A younger me once asked, "Are you in love, or are you more in love with the notion of being in love?" I have since hated my guts for this awfully insensitive, foot in mouth inquiry. And, over a period of time argued against this need to define and organize sentiments into sets of absolutes. Yet, I find myself asking this every once in a while. And, wondering if the notion of love isn't, after all, more liberating.

Thursday, January 30, 2014

Pancakes

Some days start with pancakes.
And, long stretches of procrastination.

Music.
Feeling lonely.
Staring out of the window.
Some more pancakes.
Tea.

Today.

Monday, December 30, 2013

I'm finally home.

Four months. Three countries. Seven cities.

It is finally starting to feel like I am doing what I want to be doing. And, I am where I should be.
No, it has not been easy. And, no, life is not perfect.
But, yes, I am happy. And, grateful.

This year I make no exception-- I wear my brooding pajamas and keep that tub of ice cream very close to me; it's the year end and this is what I do. But, this year I feel more content in my brooding. It feels like finally I'm home.

Wednesday, September 4, 2013

You were my person.

And, I believed I was yours.

Today it seems like a lifetime ago and in a different space that I may have known you.
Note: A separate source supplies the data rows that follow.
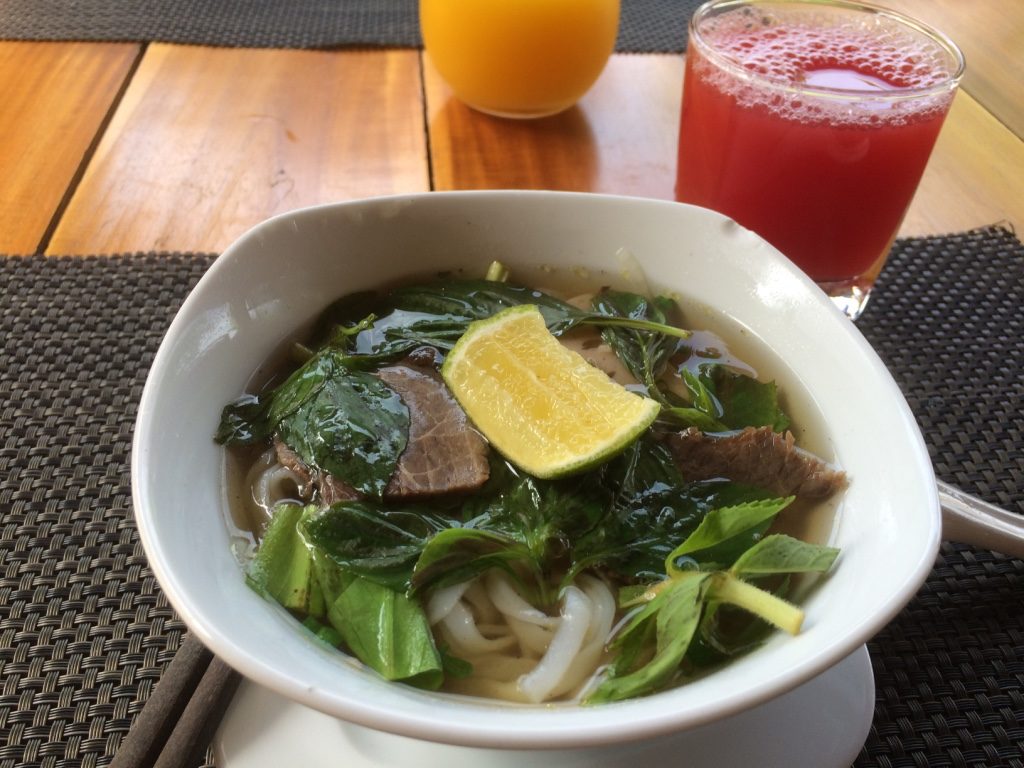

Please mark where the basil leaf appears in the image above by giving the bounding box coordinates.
[660,404,728,432]
[301,502,455,592]
[711,367,791,432]
[586,574,710,703]
[571,439,772,582]
[730,534,839,576]
[592,290,680,395]
[665,497,793,572]
[682,369,723,419]
[329,281,691,362]
[215,350,359,445]
[216,393,272,444]
[387,281,588,336]
[410,528,531,595]
[327,577,443,689]
[277,367,408,498]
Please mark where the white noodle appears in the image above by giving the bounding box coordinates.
[249,450,304,518]
[439,602,518,655]
[517,586,593,704]
[548,575,617,700]
[485,571,559,627]
[462,579,503,624]
[505,615,555,656]
[426,580,473,625]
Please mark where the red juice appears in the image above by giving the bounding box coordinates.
[675,3,961,298]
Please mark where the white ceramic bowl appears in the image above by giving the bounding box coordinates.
[132,191,940,749]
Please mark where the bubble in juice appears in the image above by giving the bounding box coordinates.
[694,5,959,126]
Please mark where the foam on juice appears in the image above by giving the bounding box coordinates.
[694,5,958,125]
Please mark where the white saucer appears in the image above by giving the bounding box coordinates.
[213,645,874,767]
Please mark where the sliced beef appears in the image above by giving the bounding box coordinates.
[377,363,490,497]
[274,438,360,505]
[274,360,490,503]
[665,426,847,499]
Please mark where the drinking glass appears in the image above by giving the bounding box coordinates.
[420,0,620,119]
[675,0,964,319]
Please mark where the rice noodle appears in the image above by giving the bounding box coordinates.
[547,575,617,700]
[485,571,560,628]
[248,450,304,521]
[426,580,473,625]
[505,616,555,656]
[439,602,518,655]
[517,585,593,703]
[462,579,503,624]
[430,570,618,704]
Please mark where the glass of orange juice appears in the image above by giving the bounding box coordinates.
[420,0,621,119]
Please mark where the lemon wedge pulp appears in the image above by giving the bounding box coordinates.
[441,305,661,479]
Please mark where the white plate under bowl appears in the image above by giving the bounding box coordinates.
[214,647,875,768]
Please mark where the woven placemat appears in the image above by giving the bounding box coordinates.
[0,228,1021,767]
[0,0,698,53]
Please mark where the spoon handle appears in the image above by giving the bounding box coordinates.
[938,479,1024,558]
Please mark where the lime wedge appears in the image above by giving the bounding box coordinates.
[441,305,661,479]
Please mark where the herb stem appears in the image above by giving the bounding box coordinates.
[583,316,692,339]
[292,342,315,363]
[709,572,804,635]
[485,260,510,282]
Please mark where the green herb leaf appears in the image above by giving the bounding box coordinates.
[410,528,531,595]
[591,290,680,394]
[215,349,378,447]
[277,366,409,499]
[730,534,840,576]
[665,496,794,573]
[711,367,791,432]
[327,577,443,689]
[570,439,776,582]
[324,281,691,363]
[586,573,710,703]
[215,393,272,444]
[245,503,312,612]
[301,502,455,592]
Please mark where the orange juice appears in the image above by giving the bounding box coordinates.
[420,0,620,118]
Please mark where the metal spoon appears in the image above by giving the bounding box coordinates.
[939,480,1024,558]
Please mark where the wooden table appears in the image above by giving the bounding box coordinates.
[1,3,1021,257]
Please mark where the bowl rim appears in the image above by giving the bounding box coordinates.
[132,190,941,748]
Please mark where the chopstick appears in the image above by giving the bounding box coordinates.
[111,633,241,768]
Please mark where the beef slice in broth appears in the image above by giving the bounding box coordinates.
[377,362,490,497]
[666,426,847,500]
[275,360,490,503]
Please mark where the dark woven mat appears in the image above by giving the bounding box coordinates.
[0,227,1021,767]
[0,0,698,53]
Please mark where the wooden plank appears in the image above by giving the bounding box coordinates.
[48,45,429,255]
[0,42,139,255]
[428,52,1021,239]
[901,91,1024,238]
[882,0,1024,139]
[426,53,683,200]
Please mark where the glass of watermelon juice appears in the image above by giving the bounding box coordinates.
[675,0,964,319]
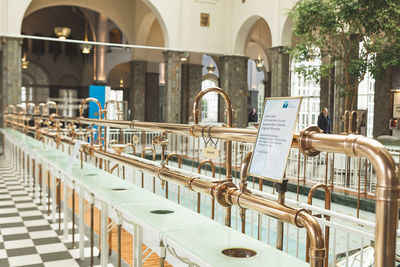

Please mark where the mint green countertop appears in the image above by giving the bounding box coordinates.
[1,128,309,267]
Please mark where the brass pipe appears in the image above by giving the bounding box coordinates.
[306,184,331,267]
[193,87,233,226]
[21,104,400,266]
[141,147,156,192]
[198,159,216,218]
[350,110,358,134]
[93,149,325,266]
[239,152,252,234]
[343,110,350,134]
[300,131,399,266]
[46,100,59,115]
[166,153,182,200]
[104,100,123,120]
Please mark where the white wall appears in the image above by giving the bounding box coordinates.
[1,0,298,56]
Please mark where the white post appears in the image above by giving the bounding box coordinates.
[63,175,69,240]
[79,185,85,260]
[100,201,108,267]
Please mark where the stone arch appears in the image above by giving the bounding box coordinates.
[281,15,294,47]
[233,15,272,55]
[140,0,170,47]
[107,62,130,89]
[57,74,79,86]
[22,61,50,85]
[23,0,133,43]
[135,12,157,45]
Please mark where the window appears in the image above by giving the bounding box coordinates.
[200,79,218,123]
[290,57,321,132]
[107,90,124,120]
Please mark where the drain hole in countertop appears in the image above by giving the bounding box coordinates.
[150,210,174,215]
[221,248,257,258]
[111,188,128,191]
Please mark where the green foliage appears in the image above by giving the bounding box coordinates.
[288,0,400,109]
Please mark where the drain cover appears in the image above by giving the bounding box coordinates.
[150,210,174,215]
[221,248,257,258]
[111,188,128,191]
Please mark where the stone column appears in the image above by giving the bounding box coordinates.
[181,64,202,123]
[163,51,182,123]
[129,61,147,121]
[269,46,290,97]
[0,38,21,125]
[219,55,248,128]
[264,72,271,97]
[94,14,108,83]
[145,72,160,122]
[373,67,394,138]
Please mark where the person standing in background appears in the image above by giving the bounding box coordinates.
[317,108,331,133]
[248,108,258,123]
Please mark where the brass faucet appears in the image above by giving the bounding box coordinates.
[104,100,123,120]
[79,98,104,151]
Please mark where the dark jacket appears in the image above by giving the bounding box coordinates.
[248,112,258,122]
[317,112,330,133]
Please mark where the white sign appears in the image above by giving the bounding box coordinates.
[249,97,302,182]
[66,141,82,172]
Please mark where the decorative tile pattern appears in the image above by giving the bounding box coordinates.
[0,159,109,267]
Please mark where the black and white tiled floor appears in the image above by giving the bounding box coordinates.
[0,159,112,267]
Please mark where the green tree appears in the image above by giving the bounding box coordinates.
[288,0,400,111]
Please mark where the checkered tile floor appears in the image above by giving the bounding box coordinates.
[0,158,114,267]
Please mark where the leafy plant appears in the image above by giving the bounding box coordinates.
[288,0,400,110]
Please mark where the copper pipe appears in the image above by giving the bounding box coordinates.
[350,110,358,134]
[166,153,182,200]
[22,105,400,266]
[300,131,398,266]
[239,152,252,234]
[141,147,156,191]
[104,100,123,120]
[197,159,216,215]
[94,148,325,266]
[193,87,233,227]
[306,184,331,267]
[343,110,350,134]
[46,100,59,115]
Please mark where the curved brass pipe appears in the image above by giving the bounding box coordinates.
[349,110,358,134]
[198,159,215,177]
[193,87,233,226]
[38,103,46,115]
[15,104,26,113]
[141,147,156,160]
[342,110,350,134]
[46,100,58,115]
[6,105,15,114]
[166,153,182,167]
[239,152,253,233]
[193,87,232,126]
[79,98,103,118]
[26,103,37,114]
[104,100,123,120]
[300,131,398,266]
[306,184,331,266]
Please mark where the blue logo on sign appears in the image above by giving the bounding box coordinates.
[282,101,289,108]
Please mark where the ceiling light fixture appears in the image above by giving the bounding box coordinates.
[54,27,71,40]
[206,62,216,73]
[80,19,92,54]
[21,51,29,69]
[254,22,264,72]
[180,52,190,62]
[119,77,124,88]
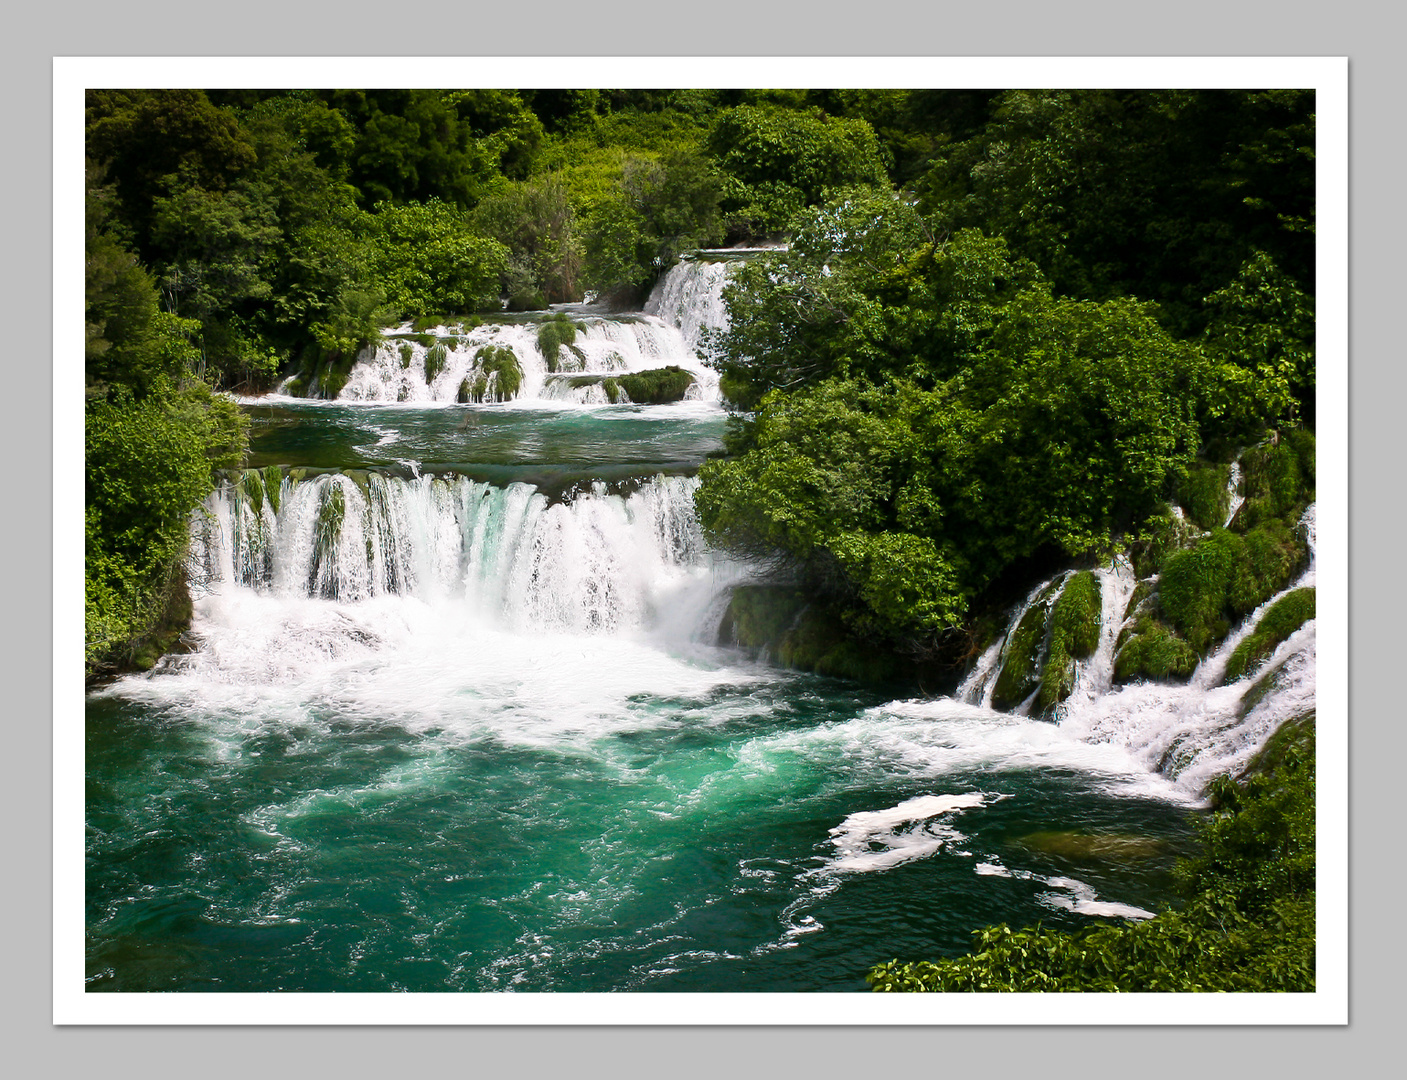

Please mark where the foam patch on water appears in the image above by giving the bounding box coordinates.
[729,697,1196,805]
[821,792,987,874]
[971,860,1154,920]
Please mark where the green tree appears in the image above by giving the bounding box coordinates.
[367,198,508,317]
[706,104,890,237]
[471,174,583,305]
[582,151,723,302]
[85,89,258,247]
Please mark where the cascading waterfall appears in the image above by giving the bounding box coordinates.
[1054,505,1316,795]
[644,257,734,353]
[953,507,1315,798]
[325,259,736,406]
[193,471,715,637]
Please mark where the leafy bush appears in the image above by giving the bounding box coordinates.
[424,343,449,383]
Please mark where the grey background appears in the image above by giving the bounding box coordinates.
[10,1,1397,1074]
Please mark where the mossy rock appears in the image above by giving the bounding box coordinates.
[1113,620,1199,683]
[537,314,577,372]
[720,587,904,683]
[424,343,450,383]
[776,606,903,683]
[1158,529,1242,653]
[1036,571,1102,713]
[719,585,808,649]
[1230,519,1308,615]
[1222,588,1315,683]
[263,465,283,514]
[1158,509,1310,659]
[1013,831,1167,861]
[1122,580,1154,626]
[1236,431,1315,531]
[991,585,1058,711]
[1129,504,1197,578]
[1239,710,1315,780]
[1177,461,1232,532]
[462,345,522,402]
[617,366,696,404]
[398,342,414,369]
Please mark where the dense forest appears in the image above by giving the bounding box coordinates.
[84,87,1316,992]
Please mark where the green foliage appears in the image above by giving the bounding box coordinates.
[1127,505,1197,579]
[1157,517,1307,656]
[916,90,1314,338]
[460,345,523,402]
[471,174,583,303]
[86,383,248,676]
[706,104,890,237]
[424,343,449,383]
[1157,531,1243,654]
[1202,252,1316,434]
[700,273,1206,646]
[1237,431,1315,529]
[1223,588,1316,683]
[1114,619,1200,683]
[367,198,509,318]
[580,151,724,302]
[321,89,542,207]
[869,740,1315,992]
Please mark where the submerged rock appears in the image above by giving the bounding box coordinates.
[1013,831,1168,861]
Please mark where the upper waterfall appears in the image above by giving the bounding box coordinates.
[301,255,740,407]
[644,257,735,354]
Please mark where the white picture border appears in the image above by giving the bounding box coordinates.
[55,55,1348,1025]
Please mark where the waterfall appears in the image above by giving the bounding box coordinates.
[952,502,1316,798]
[322,260,737,406]
[1055,505,1317,794]
[644,257,734,354]
[192,470,718,638]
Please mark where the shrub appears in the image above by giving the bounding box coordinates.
[424,343,449,383]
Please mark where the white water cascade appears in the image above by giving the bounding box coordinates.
[192,471,721,637]
[319,257,738,406]
[952,505,1316,798]
[644,257,734,354]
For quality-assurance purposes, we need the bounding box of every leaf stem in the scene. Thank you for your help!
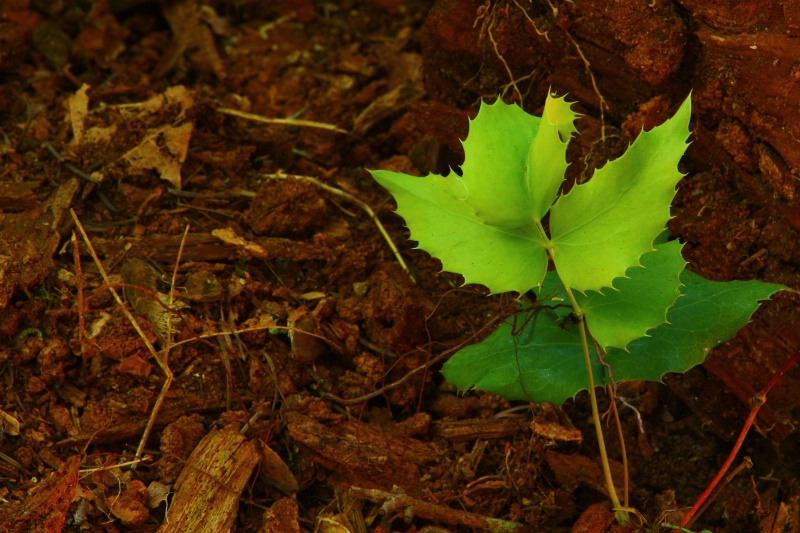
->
[542,227,626,522]
[561,283,627,523]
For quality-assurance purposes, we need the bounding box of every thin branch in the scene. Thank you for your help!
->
[217,107,348,134]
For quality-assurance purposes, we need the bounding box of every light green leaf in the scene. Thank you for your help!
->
[442,268,787,404]
[550,96,692,293]
[578,240,686,351]
[459,99,541,227]
[528,94,579,221]
[371,169,548,294]
[369,96,574,294]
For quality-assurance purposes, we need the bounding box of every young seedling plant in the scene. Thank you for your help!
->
[370,92,788,524]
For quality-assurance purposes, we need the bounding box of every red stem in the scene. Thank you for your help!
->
[676,349,800,531]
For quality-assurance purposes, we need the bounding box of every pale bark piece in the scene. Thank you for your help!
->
[212,227,269,259]
[159,427,261,533]
[123,122,193,190]
[67,83,90,145]
[531,420,583,443]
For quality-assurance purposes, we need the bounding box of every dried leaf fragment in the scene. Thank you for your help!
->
[67,84,90,145]
[123,122,193,190]
[211,227,268,258]
[0,408,21,436]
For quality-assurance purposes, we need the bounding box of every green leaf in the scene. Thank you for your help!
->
[606,271,789,382]
[442,268,787,404]
[370,95,579,294]
[441,301,592,404]
[459,99,541,227]
[528,94,579,221]
[578,240,686,351]
[371,169,548,294]
[550,96,692,293]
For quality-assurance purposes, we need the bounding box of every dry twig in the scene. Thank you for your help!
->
[69,209,181,465]
[217,107,348,134]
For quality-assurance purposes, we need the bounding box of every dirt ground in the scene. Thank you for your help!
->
[1,1,800,532]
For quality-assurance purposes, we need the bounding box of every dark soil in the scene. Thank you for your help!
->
[1,1,799,532]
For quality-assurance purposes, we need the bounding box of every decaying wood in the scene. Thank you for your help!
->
[0,178,79,312]
[2,455,81,532]
[261,497,301,533]
[759,500,800,533]
[258,439,299,496]
[571,503,617,533]
[56,389,227,447]
[285,411,437,495]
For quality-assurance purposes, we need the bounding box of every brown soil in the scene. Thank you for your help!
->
[1,1,799,532]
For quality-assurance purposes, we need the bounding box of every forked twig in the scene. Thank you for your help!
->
[69,209,183,464]
[675,349,800,531]
[544,0,609,140]
[131,225,191,462]
[485,11,523,105]
[562,29,608,140]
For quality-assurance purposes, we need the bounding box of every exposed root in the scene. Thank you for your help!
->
[512,0,551,41]
[563,30,609,140]
[544,0,609,140]
[476,1,531,105]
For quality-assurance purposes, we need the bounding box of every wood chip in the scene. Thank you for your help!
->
[158,426,261,533]
[430,418,528,441]
[531,420,583,443]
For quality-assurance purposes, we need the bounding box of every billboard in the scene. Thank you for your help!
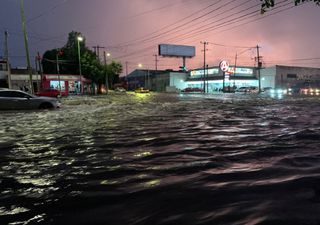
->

And, you, me.

I wish that you may remain in the past - where you belong. And, yet, every time life takes a turn, I look by my side - I look for you. And, I realize, how much harder it is to put you locked up in the past. I wish to forget you. I wish to not look for any one, especially not you, by my side. The void I find when I look, hurts. But, it hurts more that I am still looking - at the void. The void. That was once my person. That was once you.

Sunday, July 14, 2013

Longing.

I once had a friend.

Sometimes when we spotted rain clouds, we would pack our mobile phones and some change for an ice cream or a burger from Nirulas in a plastic pouch, tuck it into our pockets and walk to the park across the road from our hostel. We would sit on the grass for long, waiting for the rain and talking. Most often it wouldn't rain. And we would walk back, secretly hoping that it would rain soon and we get to enjoy it on a quiet holiday like this, before the winters set in. Perhaps it drizzled on one of the days, or may be it did not - I cannot be sure now. What I remember vividly is our longing for the rain and how we would ceremoniously get ready for it.

Today looks like one of those days that we would have packed our mobile phones and some change in a plastic pouch, tucked it into our pockets and walked to the park across the road. To wait for the rain.